President Donald Trump has rejected a bipartisan Senate proposal on immigration reforms, billed as a compromise alternative to resolve a legislative deadlock on the issue.

Senators John McCain (R-AZ) and Chris Coons (D-DE) introduced on Monday a Senate companion bill to the Uniting and Securing America (USA) Act, bipartisan legislation introduced by Representatives Will Hurd (R-TX) and Pete Aguilar (D-CA) in the House.

The Bill aims to protect immigrants who entered the US illegally as children (Dreamers) from deportation and provide a pathway to citizenship while implementing new border security measures.

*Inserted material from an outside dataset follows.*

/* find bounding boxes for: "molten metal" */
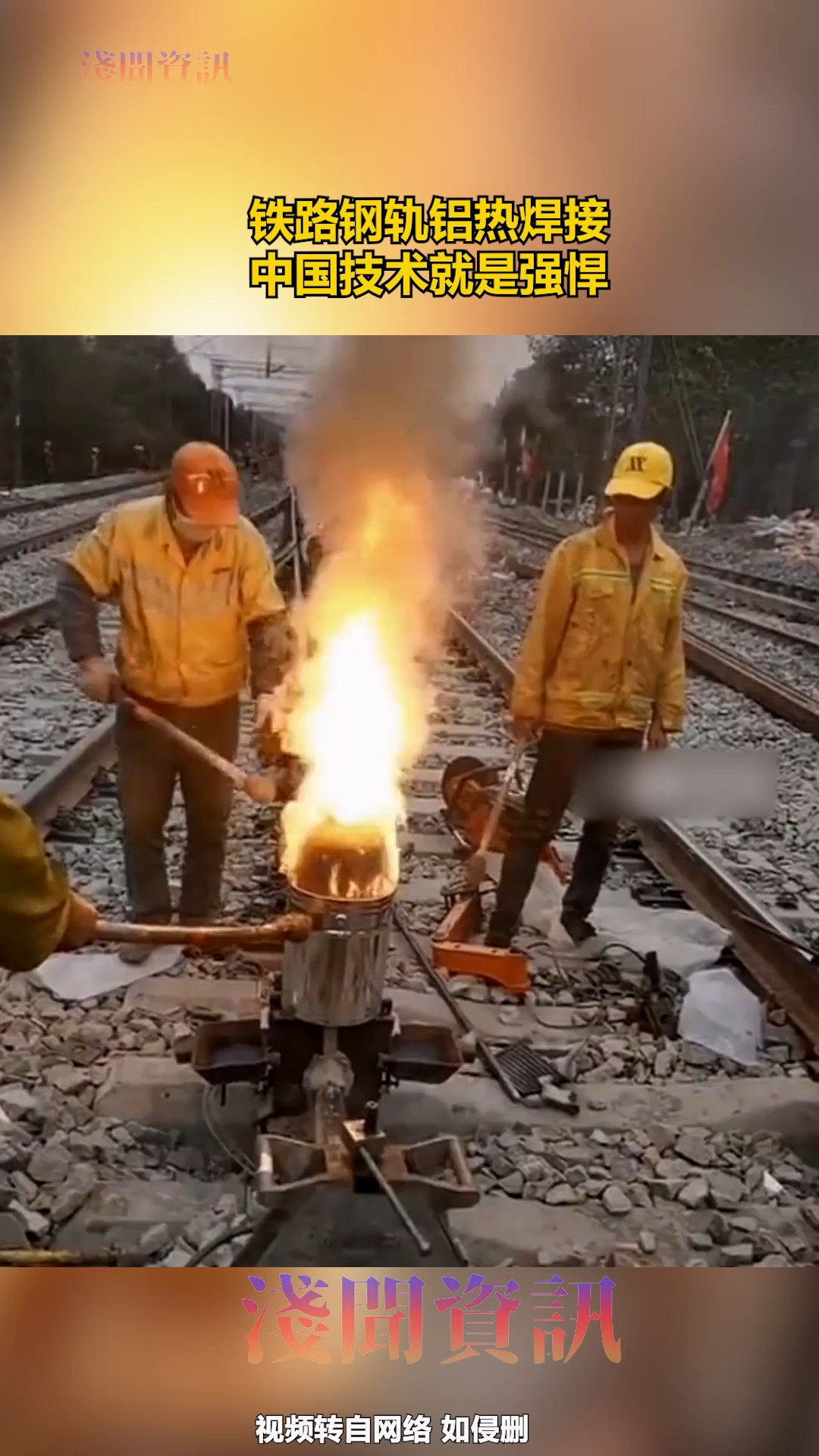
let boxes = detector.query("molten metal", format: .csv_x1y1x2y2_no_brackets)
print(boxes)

Approval by Trump to The USA Act would have served as a path to resolve two important immigration issues and allowed Congress to devote full attention to finalizing a budget deal that fully funds the military.

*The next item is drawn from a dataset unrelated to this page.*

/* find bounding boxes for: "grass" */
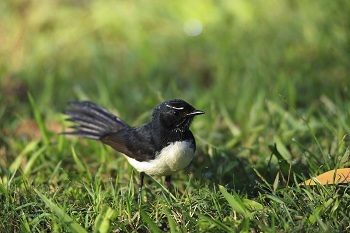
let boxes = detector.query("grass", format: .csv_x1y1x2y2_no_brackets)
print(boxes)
0,0,350,232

But even before the Bill was tabled in the Senate, Trump seemed to reject it on Twitter.

"Any deal on DACA that does not include strong border security and the desperately needed WALL is a total waste of time. March 5th is rapidly approaching and the Dems seem not to care about DACA. Make a deal!" he tweeted.

Trump is offering legal status and a pathway to citizenship for up to 1.8 million illegal immigrants.

But he demands funds for a border wall, wants to end the visa lottery system, and also wants to see an end to the practice of extended family chain migration.

The McCain-Coons bill wouldn't provide $25 billion Trump wants for building a wall along US-Mexico border.

According to Senator McCain, the legislation, which already has broad support in the House, would address the most urgent priorities of protecting Dreamers, strengthening border security, alleviating the backlog in immigration courts, and addressing the root causes of illegal immigration.

Like the House version, the Senate companion provides a permanent, legislative fix for DACA recipients and calls for smart border security measures to gain operational control of US borders by 2020. It is also a vehicle that will allow Congress to finally vote on long-term appropriations for the military and Department of Homeland Security.